15 February 2016
At an industry forum last week we were posed the question; has outsourcing shown real long-term benefit? As the first panellist began to answer I was framing my own response as 'yes', I think that it has, blogs John Bowen.
But as I listened to the others, I changed my position a little. Not that I am turning against outsourcing because I am a firm believer in it when it is properly thought through and have seen it deliver real-long term benefit in IT, logistics and facilities management over the last 30 years or so. I have also seen it royally cocked up where those behind it failed to understand what they were outsourcing, how it fitted into their operational strategy, and what they wanted to achieve from it but, happily, those failures are less common.
What I had my change of heart over as I awaited my turn to speak was where the outsourcing had been thought through and tendered well against a robust requirement, but although it had succeeded in the goals that had been set, there had been a missed opportunity.

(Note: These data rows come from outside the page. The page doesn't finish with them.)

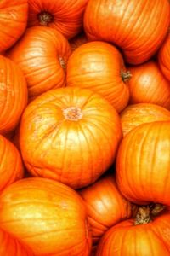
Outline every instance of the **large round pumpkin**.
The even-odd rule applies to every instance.
[[[26,109],[20,144],[28,171],[73,188],[87,186],[113,163],[122,137],[120,118],[89,90],[60,88]]]
[[[89,0],[84,29],[90,40],[111,42],[128,63],[139,64],[161,46],[169,15],[168,0]]]
[[[150,61],[128,69],[130,103],[153,103],[170,109],[170,84],[156,62]]]
[[[91,236],[83,201],[71,188],[25,178],[0,195],[0,226],[37,256],[88,256]]]
[[[67,63],[67,86],[93,90],[118,112],[128,103],[129,77],[119,50],[104,42],[82,44],[72,53]]]
[[[170,206],[170,121],[140,125],[128,133],[118,149],[116,182],[133,202]]]
[[[20,154],[15,146],[0,135],[0,191],[24,176]]]
[[[0,1],[0,52],[11,47],[27,25],[27,0]]]
[[[0,55],[0,134],[17,125],[27,105],[27,84],[20,68]]]
[[[156,104],[128,105],[121,113],[123,136],[139,125],[168,120],[170,121],[170,111]]]
[[[22,69],[30,97],[65,85],[65,66],[71,54],[64,36],[54,28],[34,26],[8,52]]]
[[[0,230],[0,255],[34,256],[28,247],[3,230]]]
[[[82,28],[82,17],[88,0],[28,0],[28,26],[55,28],[67,38]]]
[[[131,204],[117,189],[115,177],[107,175],[79,191],[88,209],[94,250],[112,225],[130,218]]]

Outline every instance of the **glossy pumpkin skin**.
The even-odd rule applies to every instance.
[[[123,136],[142,124],[170,121],[170,111],[159,105],[139,103],[128,105],[121,113]]]
[[[76,49],[67,63],[66,85],[90,89],[122,111],[128,103],[127,72],[119,50],[104,42],[87,43]]]
[[[170,121],[139,125],[125,136],[116,157],[120,191],[138,204],[170,206]]]
[[[22,160],[18,149],[0,135],[0,191],[24,176]]]
[[[37,256],[88,256],[91,235],[82,198],[46,178],[25,178],[0,195],[0,225]]]
[[[131,216],[131,204],[119,192],[114,176],[107,175],[79,193],[88,209],[94,246],[111,226]]]
[[[0,134],[9,133],[17,125],[27,105],[28,91],[20,68],[0,55]]]
[[[61,33],[50,27],[28,28],[8,52],[22,69],[31,98],[65,85],[65,65],[71,49]]]
[[[28,247],[3,230],[0,230],[0,244],[2,256],[34,256]]]
[[[0,52],[5,51],[20,38],[26,27],[27,18],[27,0],[0,1]]]
[[[28,0],[28,26],[50,26],[65,38],[77,35],[88,0]]]
[[[170,109],[170,84],[156,62],[150,61],[128,70],[130,103],[152,103]]]
[[[84,29],[90,40],[113,43],[122,49],[128,63],[139,64],[161,46],[169,15],[168,0],[89,0]]]
[[[147,224],[134,220],[119,223],[102,237],[98,256],[169,256],[170,214],[156,217]]]
[[[170,81],[170,34],[158,52],[158,61],[162,73]]]
[[[110,166],[121,138],[120,118],[107,101],[89,90],[60,88],[27,107],[20,145],[33,176],[77,189]]]

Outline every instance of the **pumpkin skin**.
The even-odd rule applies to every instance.
[[[153,61],[128,68],[130,103],[152,103],[170,109],[170,84]]]
[[[0,255],[3,256],[33,256],[33,253],[16,238],[0,230]]]
[[[24,176],[20,154],[17,148],[0,135],[0,191]]]
[[[114,108],[79,88],[37,97],[26,109],[20,130],[23,160],[31,175],[75,189],[94,183],[111,166],[121,138]]]
[[[27,18],[27,0],[0,1],[0,52],[5,51],[20,38],[26,30]]]
[[[141,64],[161,46],[169,26],[167,0],[89,0],[84,30],[90,40],[119,46],[126,61]],[[156,22],[159,20],[159,22]]]
[[[158,62],[162,73],[170,81],[170,34],[158,52]]]
[[[50,27],[28,28],[7,55],[22,69],[31,98],[65,85],[65,65],[71,51],[61,33]]]
[[[116,223],[131,217],[131,204],[119,192],[115,177],[107,175],[79,191],[85,201],[93,244]]]
[[[122,56],[116,47],[90,42],[76,49],[69,58],[66,86],[90,89],[120,112],[129,99],[128,81],[123,81],[126,72]]]
[[[88,256],[91,235],[82,198],[46,178],[25,178],[0,195],[0,225],[37,256]]]
[[[140,125],[122,141],[116,157],[120,191],[138,204],[170,206],[170,121]]]
[[[0,134],[10,133],[27,105],[28,90],[20,68],[0,55]]]
[[[170,255],[170,214],[156,217],[147,224],[134,220],[119,223],[107,231],[98,247],[98,256]]]
[[[128,105],[121,113],[122,133],[125,136],[132,129],[145,123],[170,121],[170,111],[161,106],[150,103]]]
[[[28,26],[48,26],[67,38],[73,38],[82,28],[82,16],[88,1],[28,0]]]

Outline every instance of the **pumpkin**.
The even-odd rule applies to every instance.
[[[141,64],[161,46],[169,15],[168,0],[89,0],[84,30],[89,40],[110,42],[128,63]]]
[[[82,44],[70,56],[66,86],[90,89],[122,111],[128,103],[127,72],[119,50],[104,42]]]
[[[170,81],[170,34],[159,49],[158,62],[162,73]]]
[[[78,34],[88,0],[28,0],[28,26],[50,26],[65,38]]]
[[[26,108],[20,129],[23,160],[31,175],[74,189],[95,182],[112,165],[121,138],[114,108],[79,88],[51,90],[37,97]]]
[[[0,135],[0,191],[24,176],[20,154],[14,145]]]
[[[0,255],[33,256],[33,253],[16,238],[0,230]]]
[[[7,134],[17,125],[27,105],[27,84],[20,68],[0,55],[0,134]]]
[[[170,109],[170,84],[161,73],[157,63],[147,63],[128,68],[130,103],[153,103]]]
[[[112,225],[130,218],[131,204],[119,192],[114,176],[107,175],[79,191],[88,209],[94,250]]]
[[[136,219],[117,224],[102,237],[98,256],[170,255],[170,214],[152,216],[140,207]]]
[[[7,55],[22,69],[28,92],[34,98],[52,88],[65,85],[65,65],[71,54],[68,41],[50,27],[28,28]]]
[[[168,120],[170,121],[170,111],[156,104],[128,105],[121,113],[123,136],[139,125]]]
[[[140,125],[122,141],[116,182],[130,201],[170,206],[170,121]]]
[[[0,1],[0,53],[24,33],[28,18],[27,0]]]
[[[71,188],[46,178],[24,178],[0,195],[0,226],[37,256],[88,256],[85,206]]]

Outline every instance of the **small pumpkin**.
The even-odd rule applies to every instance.
[[[128,68],[130,103],[152,103],[170,109],[170,84],[154,61]]]
[[[170,111],[156,104],[128,105],[121,113],[123,136],[142,124],[168,120],[170,121]]]
[[[65,67],[71,48],[64,36],[54,28],[34,26],[10,49],[7,55],[22,69],[29,97],[65,85]]]
[[[37,256],[88,256],[85,206],[71,188],[46,178],[24,178],[0,195],[0,226]]]
[[[90,42],[78,47],[67,63],[66,86],[90,89],[122,111],[128,103],[128,79],[122,56],[113,45]]]
[[[95,182],[112,165],[121,138],[114,108],[92,90],[75,87],[51,90],[31,102],[20,130],[31,174],[75,189]]]

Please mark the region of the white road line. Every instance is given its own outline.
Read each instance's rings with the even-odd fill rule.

The missing link is that outsourcing often stunts the growth of systems integration in an organisation.
Where an operation is self-delivered, the systems that fit around it are usually tightly linked into the organisation's overall systems strategy; it wouldn't make sense if they weren't. However, when a function is outsourced the systems baby is often cast out with the bathwater and while the contractor may nurture the orphan and provide its own systems, these are usually entirely separate from those of the client. Not always; the logistics industry does this sort of thing very well indeed and has done from the start, but the picture elsewhere is not so rosy.
Part of the problem is the relatively short-term contract duration because it is unlikely that a contractor will be able to pay back any systems investment over a three-year contract and to try and do so while competing for the work against serious competition is going to lead to a shortfall in the order book.
Both client and supplier are to blame when opportunities for mutual benefit from integrating systems is not optimised. It isn't just the opportunities for automation and management information that are lost; it is the opportunity for true competitive advantage that they are missing. The problem is that so few organisations actually see what they have lost.